Because of the travelling distance, it is important that there are enough people with their own transport in each of the property locations, so that you can share lifts. An early excercise in team building perhaps? I believe that the group then share the petrol/running costs on whatever basis they agree. Failing that I suppose you share a taxi each day.

On the subject of what happens at the end of the training, I think this is a vitally important point.

Far too many people labour under the illusion that once you have a CPL/IR and 250 hours, you are somehow just what airlines are looking for. This (for the most part) really isn't the case and never has been. Historically, recognised approved training courses that led to cadet entry programmes in a few airline companies, enabled a few aspirants to utilize the recognised training programme, to transistion to an airline first officer programme.

Without the benefit of these programmes, aspirant airline pilots, would normally require an absolute minimum of 700 hours, (and usually many hundreds if not thousands of hours more,) through general aviation type work. Then they would find themselves in competition with military leavers, and career changers for whatever jobs became available.

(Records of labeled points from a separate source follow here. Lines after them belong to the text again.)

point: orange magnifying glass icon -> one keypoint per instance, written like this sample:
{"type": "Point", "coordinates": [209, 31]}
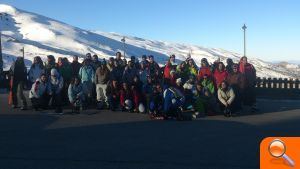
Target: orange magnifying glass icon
{"type": "Point", "coordinates": [277, 149]}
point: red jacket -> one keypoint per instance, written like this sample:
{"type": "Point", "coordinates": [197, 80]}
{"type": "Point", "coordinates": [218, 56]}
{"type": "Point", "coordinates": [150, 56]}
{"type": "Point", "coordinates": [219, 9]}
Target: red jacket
{"type": "Point", "coordinates": [204, 71]}
{"type": "Point", "coordinates": [219, 77]}
{"type": "Point", "coordinates": [167, 70]}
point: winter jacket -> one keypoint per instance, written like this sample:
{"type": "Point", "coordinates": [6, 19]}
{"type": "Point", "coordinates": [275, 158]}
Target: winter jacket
{"type": "Point", "coordinates": [35, 72]}
{"type": "Point", "coordinates": [227, 96]}
{"type": "Point", "coordinates": [208, 85]}
{"type": "Point", "coordinates": [143, 75]}
{"type": "Point", "coordinates": [101, 77]}
{"type": "Point", "coordinates": [75, 68]}
{"type": "Point", "coordinates": [66, 72]}
{"type": "Point", "coordinates": [75, 92]}
{"type": "Point", "coordinates": [87, 74]}
{"type": "Point", "coordinates": [55, 84]}
{"type": "Point", "coordinates": [192, 71]}
{"type": "Point", "coordinates": [219, 77]}
{"type": "Point", "coordinates": [204, 71]}
{"type": "Point", "coordinates": [153, 67]}
{"type": "Point", "coordinates": [38, 89]}
{"type": "Point", "coordinates": [112, 92]}
{"type": "Point", "coordinates": [167, 70]}
{"type": "Point", "coordinates": [129, 74]}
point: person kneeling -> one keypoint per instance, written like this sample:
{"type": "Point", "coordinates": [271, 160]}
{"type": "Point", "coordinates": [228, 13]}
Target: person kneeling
{"type": "Point", "coordinates": [38, 93]}
{"type": "Point", "coordinates": [226, 96]}
{"type": "Point", "coordinates": [76, 95]}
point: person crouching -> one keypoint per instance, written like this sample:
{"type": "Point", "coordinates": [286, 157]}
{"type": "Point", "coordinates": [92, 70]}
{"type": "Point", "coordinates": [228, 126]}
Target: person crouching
{"type": "Point", "coordinates": [76, 95]}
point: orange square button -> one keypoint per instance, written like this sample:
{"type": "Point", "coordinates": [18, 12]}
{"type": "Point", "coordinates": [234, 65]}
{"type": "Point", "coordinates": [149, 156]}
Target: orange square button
{"type": "Point", "coordinates": [280, 153]}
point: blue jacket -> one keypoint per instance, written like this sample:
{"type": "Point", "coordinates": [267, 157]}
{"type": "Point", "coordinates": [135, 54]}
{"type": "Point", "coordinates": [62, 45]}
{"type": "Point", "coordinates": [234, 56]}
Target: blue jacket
{"type": "Point", "coordinates": [87, 74]}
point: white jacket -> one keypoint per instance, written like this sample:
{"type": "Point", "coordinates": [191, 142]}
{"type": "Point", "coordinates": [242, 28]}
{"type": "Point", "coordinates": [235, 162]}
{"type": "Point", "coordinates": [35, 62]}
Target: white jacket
{"type": "Point", "coordinates": [38, 89]}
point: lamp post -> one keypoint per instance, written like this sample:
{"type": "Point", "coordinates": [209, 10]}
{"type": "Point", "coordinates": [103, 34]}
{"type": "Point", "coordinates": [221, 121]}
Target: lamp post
{"type": "Point", "coordinates": [124, 45]}
{"type": "Point", "coordinates": [244, 28]}
{"type": "Point", "coordinates": [1, 61]}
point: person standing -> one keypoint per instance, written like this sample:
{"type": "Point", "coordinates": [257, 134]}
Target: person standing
{"type": "Point", "coordinates": [56, 84]}
{"type": "Point", "coordinates": [249, 73]}
{"type": "Point", "coordinates": [87, 77]}
{"type": "Point", "coordinates": [36, 70]}
{"type": "Point", "coordinates": [18, 75]}
{"type": "Point", "coordinates": [101, 80]}
{"type": "Point", "coordinates": [75, 66]}
{"type": "Point", "coordinates": [38, 93]}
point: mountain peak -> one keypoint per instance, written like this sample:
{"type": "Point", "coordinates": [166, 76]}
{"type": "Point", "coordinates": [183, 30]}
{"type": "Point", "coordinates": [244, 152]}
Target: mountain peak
{"type": "Point", "coordinates": [7, 9]}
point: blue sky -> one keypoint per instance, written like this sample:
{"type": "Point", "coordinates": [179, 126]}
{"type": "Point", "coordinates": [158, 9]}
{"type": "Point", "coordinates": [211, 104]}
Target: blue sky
{"type": "Point", "coordinates": [273, 25]}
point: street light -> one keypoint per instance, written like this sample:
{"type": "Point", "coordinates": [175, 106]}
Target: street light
{"type": "Point", "coordinates": [1, 61]}
{"type": "Point", "coordinates": [124, 45]}
{"type": "Point", "coordinates": [244, 28]}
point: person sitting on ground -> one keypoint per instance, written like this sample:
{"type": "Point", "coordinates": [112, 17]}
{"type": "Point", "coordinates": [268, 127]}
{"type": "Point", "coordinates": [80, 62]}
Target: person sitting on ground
{"type": "Point", "coordinates": [226, 97]}
{"type": "Point", "coordinates": [38, 93]}
{"type": "Point", "coordinates": [56, 84]}
{"type": "Point", "coordinates": [113, 94]}
{"type": "Point", "coordinates": [76, 95]}
{"type": "Point", "coordinates": [126, 98]}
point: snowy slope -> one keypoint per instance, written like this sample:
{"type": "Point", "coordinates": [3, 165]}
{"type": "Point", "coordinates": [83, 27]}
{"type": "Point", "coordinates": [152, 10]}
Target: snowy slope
{"type": "Point", "coordinates": [42, 36]}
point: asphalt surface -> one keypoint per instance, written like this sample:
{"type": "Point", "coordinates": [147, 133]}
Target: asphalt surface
{"type": "Point", "coordinates": [118, 140]}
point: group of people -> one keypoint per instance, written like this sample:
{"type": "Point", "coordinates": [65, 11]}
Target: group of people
{"type": "Point", "coordinates": [133, 85]}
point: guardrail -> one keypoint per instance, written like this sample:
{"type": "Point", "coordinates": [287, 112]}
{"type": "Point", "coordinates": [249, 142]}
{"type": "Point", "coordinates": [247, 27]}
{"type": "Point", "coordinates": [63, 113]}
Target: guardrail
{"type": "Point", "coordinates": [270, 88]}
{"type": "Point", "coordinates": [278, 88]}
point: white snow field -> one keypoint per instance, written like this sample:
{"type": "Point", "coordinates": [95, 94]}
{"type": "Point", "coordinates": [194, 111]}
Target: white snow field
{"type": "Point", "coordinates": [42, 36]}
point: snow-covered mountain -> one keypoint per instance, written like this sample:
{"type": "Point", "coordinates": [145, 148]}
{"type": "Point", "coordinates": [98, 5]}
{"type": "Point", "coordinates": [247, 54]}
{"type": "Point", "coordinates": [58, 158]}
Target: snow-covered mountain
{"type": "Point", "coordinates": [42, 36]}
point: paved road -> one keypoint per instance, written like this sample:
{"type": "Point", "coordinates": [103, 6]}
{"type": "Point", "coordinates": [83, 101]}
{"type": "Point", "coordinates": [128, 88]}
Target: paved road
{"type": "Point", "coordinates": [116, 140]}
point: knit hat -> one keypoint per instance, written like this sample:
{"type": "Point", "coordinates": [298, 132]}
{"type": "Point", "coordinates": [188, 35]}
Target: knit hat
{"type": "Point", "coordinates": [54, 72]}
{"type": "Point", "coordinates": [179, 80]}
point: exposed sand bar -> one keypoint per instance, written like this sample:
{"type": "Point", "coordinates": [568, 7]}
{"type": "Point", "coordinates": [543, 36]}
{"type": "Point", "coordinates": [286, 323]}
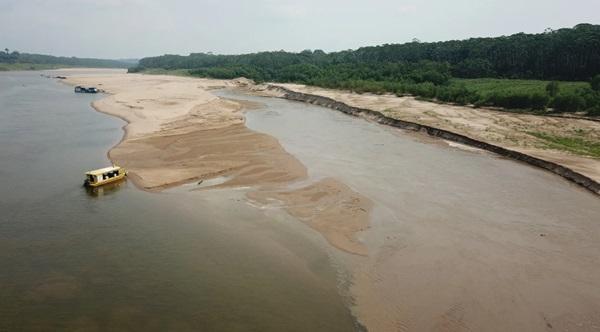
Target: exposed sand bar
{"type": "Point", "coordinates": [505, 129]}
{"type": "Point", "coordinates": [179, 132]}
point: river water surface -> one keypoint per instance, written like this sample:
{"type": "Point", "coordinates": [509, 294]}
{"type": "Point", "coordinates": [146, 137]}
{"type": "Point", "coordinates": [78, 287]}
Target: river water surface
{"type": "Point", "coordinates": [124, 259]}
{"type": "Point", "coordinates": [458, 239]}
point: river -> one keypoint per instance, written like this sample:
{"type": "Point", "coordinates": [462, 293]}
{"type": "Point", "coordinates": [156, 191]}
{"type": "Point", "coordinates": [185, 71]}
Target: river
{"type": "Point", "coordinates": [459, 238]}
{"type": "Point", "coordinates": [125, 259]}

Changes that came about with the introduction of JAR, removed some anomolies in the UK licencing regime, that brought the requirements for licence issue more into line with those that existed in much of the rest of the world. This reduced the hour requirement for a CPL down to the 200 hour level. It also meant the CPL was the benchmark requirement for most aerial work jobs, such as flight instruction (which previously could be undertaken with only a private licence in the UK.)

This caused many to believe that airlines who sought experienced applicants previously, would now beat a path to their door when they only had 200 hours. Apart from one or two vocal CEO's who saw this as a loophole that helped them get one step further to eliminating the F/O's role completely, it was just nonsense. Many airlines did introduce or expand their cadet programmes to take low houred entrants, but rightly, and as they had always done these cadets came from full time, integrated and recognised training establishments that the companies themselves maintained a relationship with.

So back to my point what happens at the end of the training?

Well hopefully you have your CPL/IR with your ATPL ground examinations completed. You have an MCC/AQC type (Airline CRM) course completed. and then what?

Does the FTO open the window and throw its new fledgings into the sky to the chant of "fly my little ones" as most of them fall to the ground? Does the FTO have a number of airline customers who recognise and integrate with it's training programme, so that some/many/most of the fledglings are taken under the wing of the airline for further training?

Where I think this training provider does stand out is at this end of the market. Yes it is a commercial business that must make a profit in order to stay in business, and as such will spin it's marketing to ensure that remains the case. Yes it will project a rosy future when conventional wisdom may from time to time be less optimistic. However as long as it continues to maintain a relationship with it's end user airline customers, then that is where the advantage lies.

As and when any upturn comes in the economy generally, and specifically as it might affect pilot recruitment, then you will see more experienced pilots achieving renewed employment or better placements. You will see more military leavers being recruited and you will see more GA pilots moving up through the system. However you will also see an acceleration in these types of integrated programmes as more cadets are brought through the system.

The difficulty is always going to be with 200 hour CPL/IR holders who don't have this type of recognised programme to assist them. There is a lot of competition out there. There always has been, and in evolving ways there always will be. It has always been about finding that advantage that will make you stand out, or seem attractive at the right time. Anybody with the very aspirational and very difficult aim of finding an airline placement with only a couple of hundred hours under their belt, needs to ask themselves seriously, where might those advantages be found?